New Delhi: Yashwant Sinha’s decision to join the Trinamool Congress (TMC) ahead of the tightly-contested assembly polls in West Bengal may not be electorally crucial but is politically significant for various reasons.
Over the past few years, the former BJP Union minister has emerged as one of the most bitter critics of Prime Minister Narendra Modi’s leadership and the dominance of his personality cult in the saffron party. Sinha’s interventions have particularly been critical in the areas of foreign policy and political economy. In recent times, he has rallied behind the farmers’ protests against the three controversial farm laws, and has participated in multiple demonstrations across India.
In Bengal, though he hardly has any electoral support, Sinha’s move carries much symbolic value. His decision to join the TMC has come on the heels of a number of opposition parties extending their support to the TMC, which is locked in a notionally triangular but essentially bi-polar contest against the BJP in Bengal. Only recently, parties like the Samajwadi Party, Shiv Sena, Rashtriya Janata Dal, and Nationalist Congress Party lent their support to the TMC.
AIMIM’s Asaduddin Owaisi has indicated that he may not, after all, field candidates in Bengal. Owaisi’s decision will effectively help the TMC consolidate a large section of Muslim voters in the state.
Although these parties are not electorally significant in the state, their support for Banerjee has given her fight against the BJP a national colour. That the RJD and NCP went against their ally Congress to support Banerjee is a larger signal of the apathy that regional parties have come to harbour against the domineering BJP at the Centre.
In fact, while distinguishing between the Vajpayee-led BJP and that of Modi’s, Sinha made this precise point that the BJP wanted to crush all democratic forces to establish its autocracy. In that way, Sinha’s and other political parties’ support for Banerjee goes beyond the dynamics of assembly elections.
Explaining why he quit the BJP-led NDA, he told The Tribune, “There is a world of difference between the BJP of Atal Behari Vajpayee’s times and today’s. Atalji believed in consensus. Today, the party believes in crushing everyone. Atalji courted people, these people are capturing people. Atal Bihari ji’s coalition had Akali Dal in Punjab, Shiv Sena in Maharashtra, TDP in Andhra Pradesh, AIADMK and DMK at separate times in Tamil Nadu, BJD in Odisha, TMC in Bengal, AGP in Assam, JDU in Bihar. Atal ji formed a truly national coalition. He never believed in crushing parties and occupying the vacuum hence created.”

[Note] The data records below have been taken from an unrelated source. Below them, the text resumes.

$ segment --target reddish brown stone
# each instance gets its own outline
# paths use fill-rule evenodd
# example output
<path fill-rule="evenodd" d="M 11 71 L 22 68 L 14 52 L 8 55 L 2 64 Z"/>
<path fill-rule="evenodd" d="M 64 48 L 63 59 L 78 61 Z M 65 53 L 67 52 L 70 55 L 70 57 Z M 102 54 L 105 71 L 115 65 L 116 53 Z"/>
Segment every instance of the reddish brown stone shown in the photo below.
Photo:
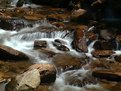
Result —
<path fill-rule="evenodd" d="M 95 50 L 92 52 L 92 55 L 94 57 L 109 57 L 113 54 L 114 52 L 112 50 Z"/>
<path fill-rule="evenodd" d="M 86 58 L 74 57 L 69 54 L 57 54 L 53 57 L 53 63 L 58 70 L 79 69 L 86 64 Z"/>
<path fill-rule="evenodd" d="M 121 81 L 121 71 L 116 70 L 95 70 L 92 72 L 92 76 L 100 78 L 100 79 L 107 79 L 110 81 Z"/>
<path fill-rule="evenodd" d="M 34 41 L 34 48 L 39 49 L 39 48 L 46 48 L 47 47 L 47 42 L 42 41 L 42 40 L 35 40 Z"/>

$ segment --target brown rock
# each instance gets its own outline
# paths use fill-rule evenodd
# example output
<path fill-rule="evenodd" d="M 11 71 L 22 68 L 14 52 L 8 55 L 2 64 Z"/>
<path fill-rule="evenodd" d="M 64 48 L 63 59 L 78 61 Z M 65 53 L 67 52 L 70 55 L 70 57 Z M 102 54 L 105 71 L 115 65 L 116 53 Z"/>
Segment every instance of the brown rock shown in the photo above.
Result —
<path fill-rule="evenodd" d="M 78 10 L 74 10 L 71 14 L 71 19 L 77 19 L 80 16 L 84 15 L 86 13 L 86 10 L 84 9 L 78 9 Z"/>
<path fill-rule="evenodd" d="M 116 49 L 115 45 L 110 41 L 98 40 L 93 45 L 95 50 L 113 50 Z"/>
<path fill-rule="evenodd" d="M 64 45 L 64 41 L 61 40 L 55 40 L 53 42 L 53 45 L 60 51 L 69 51 L 69 48 Z"/>
<path fill-rule="evenodd" d="M 56 69 L 52 64 L 34 64 L 28 70 L 37 69 L 40 73 L 41 84 L 53 83 L 56 80 Z"/>
<path fill-rule="evenodd" d="M 89 72 L 81 73 L 81 70 L 78 72 L 70 71 L 64 74 L 65 82 L 70 85 L 83 87 L 86 84 L 96 84 L 97 81 L 94 77 L 89 75 Z"/>
<path fill-rule="evenodd" d="M 92 52 L 92 55 L 94 57 L 109 57 L 113 54 L 114 52 L 112 50 L 95 50 Z"/>
<path fill-rule="evenodd" d="M 57 54 L 53 57 L 53 63 L 58 70 L 79 69 L 86 64 L 85 58 L 74 57 L 69 54 Z"/>
<path fill-rule="evenodd" d="M 29 57 L 11 47 L 0 45 L 0 59 L 3 60 L 29 60 Z"/>
<path fill-rule="evenodd" d="M 121 72 L 118 70 L 95 70 L 92 72 L 92 76 L 100 78 L 100 79 L 106 79 L 109 81 L 121 81 Z"/>
<path fill-rule="evenodd" d="M 34 48 L 38 49 L 38 48 L 46 48 L 47 47 L 47 42 L 46 41 L 42 41 L 42 40 L 35 40 L 34 41 Z"/>
<path fill-rule="evenodd" d="M 116 55 L 114 58 L 117 62 L 121 63 L 121 55 Z"/>
<path fill-rule="evenodd" d="M 84 33 L 87 29 L 87 26 L 81 25 L 80 27 L 76 28 L 74 33 L 74 40 L 73 40 L 73 47 L 77 51 L 87 52 L 87 43 Z"/>
<path fill-rule="evenodd" d="M 56 55 L 55 52 L 53 52 L 52 50 L 47 49 L 47 48 L 38 49 L 37 51 L 46 54 L 48 57 L 53 57 L 54 55 Z"/>

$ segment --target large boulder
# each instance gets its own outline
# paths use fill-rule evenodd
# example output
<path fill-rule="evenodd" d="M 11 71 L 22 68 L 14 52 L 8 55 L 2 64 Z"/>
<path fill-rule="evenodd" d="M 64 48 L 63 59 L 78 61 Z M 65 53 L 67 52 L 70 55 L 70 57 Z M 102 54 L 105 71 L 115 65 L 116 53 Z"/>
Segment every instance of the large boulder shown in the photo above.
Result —
<path fill-rule="evenodd" d="M 7 84 L 6 91 L 39 91 L 43 85 L 56 80 L 56 69 L 52 64 L 34 64 Z M 44 88 L 43 88 L 44 89 Z M 47 89 L 47 88 L 46 88 Z"/>
<path fill-rule="evenodd" d="M 88 52 L 87 42 L 85 38 L 85 30 L 87 26 L 81 25 L 80 27 L 75 28 L 74 32 L 74 40 L 73 40 L 73 47 L 77 51 L 81 52 Z"/>
<path fill-rule="evenodd" d="M 86 58 L 75 57 L 70 54 L 57 54 L 53 57 L 53 63 L 61 71 L 80 69 L 86 62 Z"/>
<path fill-rule="evenodd" d="M 0 59 L 3 60 L 29 60 L 29 57 L 11 47 L 0 45 Z"/>
<path fill-rule="evenodd" d="M 40 73 L 41 84 L 53 83 L 56 80 L 56 69 L 52 64 L 34 64 L 28 70 L 37 69 Z"/>
<path fill-rule="evenodd" d="M 67 7 L 71 0 L 32 0 L 35 4 Z"/>
<path fill-rule="evenodd" d="M 120 70 L 110 70 L 110 69 L 102 69 L 102 70 L 95 70 L 92 72 L 94 77 L 100 79 L 106 79 L 109 81 L 121 81 L 121 72 Z"/>
<path fill-rule="evenodd" d="M 31 91 L 40 84 L 40 74 L 37 69 L 17 75 L 6 86 L 6 91 Z"/>

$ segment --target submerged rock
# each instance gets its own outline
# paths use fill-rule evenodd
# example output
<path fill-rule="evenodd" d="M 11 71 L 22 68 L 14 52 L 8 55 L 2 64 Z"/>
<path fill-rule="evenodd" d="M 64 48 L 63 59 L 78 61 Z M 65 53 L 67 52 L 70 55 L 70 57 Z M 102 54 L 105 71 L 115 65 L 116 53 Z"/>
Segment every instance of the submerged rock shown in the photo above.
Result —
<path fill-rule="evenodd" d="M 50 84 L 56 80 L 56 69 L 52 64 L 34 64 L 28 70 L 37 69 L 40 74 L 40 84 Z"/>
<path fill-rule="evenodd" d="M 121 72 L 120 70 L 110 70 L 110 69 L 102 69 L 102 70 L 95 70 L 92 72 L 92 76 L 100 79 L 106 79 L 109 81 L 121 81 Z"/>
<path fill-rule="evenodd" d="M 95 50 L 92 52 L 94 57 L 109 57 L 112 54 L 114 54 L 112 50 Z"/>
<path fill-rule="evenodd" d="M 81 25 L 79 28 L 76 28 L 75 33 L 74 33 L 74 40 L 73 40 L 73 47 L 77 51 L 81 52 L 88 52 L 87 48 L 87 42 L 86 42 L 86 37 L 85 37 L 85 30 L 87 26 Z"/>
<path fill-rule="evenodd" d="M 6 91 L 31 91 L 40 84 L 40 74 L 37 69 L 17 75 L 6 86 Z"/>
<path fill-rule="evenodd" d="M 80 69 L 86 62 L 86 58 L 74 57 L 69 54 L 57 54 L 53 57 L 53 63 L 58 70 L 62 71 Z"/>
<path fill-rule="evenodd" d="M 0 59 L 3 60 L 29 60 L 29 57 L 11 47 L 0 45 Z"/>
<path fill-rule="evenodd" d="M 39 48 L 46 48 L 47 47 L 47 42 L 42 41 L 42 40 L 35 40 L 34 41 L 34 48 L 39 49 Z"/>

In a way, Sinha’s decision has given a further fillip to the notion that Banerjee could be the fulcrum around which opposition parties could build joint action against the BJP at the national level.
Ahead of the 2019 Lok Sabha polls, Banerjee had toured across India to drive home an electoral formula that only the party or an alliance which is in the best position to defeat the BJP should be supported as the primary opposition platform. This was at a time when the Congress was making efforts to project Rahul Gandhi as the prime ministerial face of a notional united opposition.
Thus, in Delhi, Banerjee supported the Aam Aadmi Party, while in Bihar she supported the RJD-Congress alliance. Similarly, she supported the Telangana Rashtra Samithi in Telangana and the NCP in Maharashtra. She was the first to advance the idea that opposition parties should bury their differences with the sole motto of defeating the BJP.
Of course, that formula did not take off to a great extent. The BJP registered its biggest ever victory in 2019, but Banerjee definitely emerged as one of the foremost critics of the Modi-led Centre.
Not only Banerjee, but her party MPs have also been the most vocal critics of government policies. If there is one party which has taken the BJP by its horns, it is the TMC. The party has been almost the first at every instance to criticise many of the policies initiated by the Centre.
Ahead of the assembly elections, Banerjee has put up a strong ideological fight against the BJP, slamming its politics of polarisation without mincing words.
The TMC deciding to directly associate with Sinha is a signal that its opposition to the BJP is not because of territorial rivalry but also one of foundational political differences, which Sinha has also come to embody. Irrespective of the electoral outcome, Sinha’s symbolic act will likely be seen as yet another push for a national opposition coalition.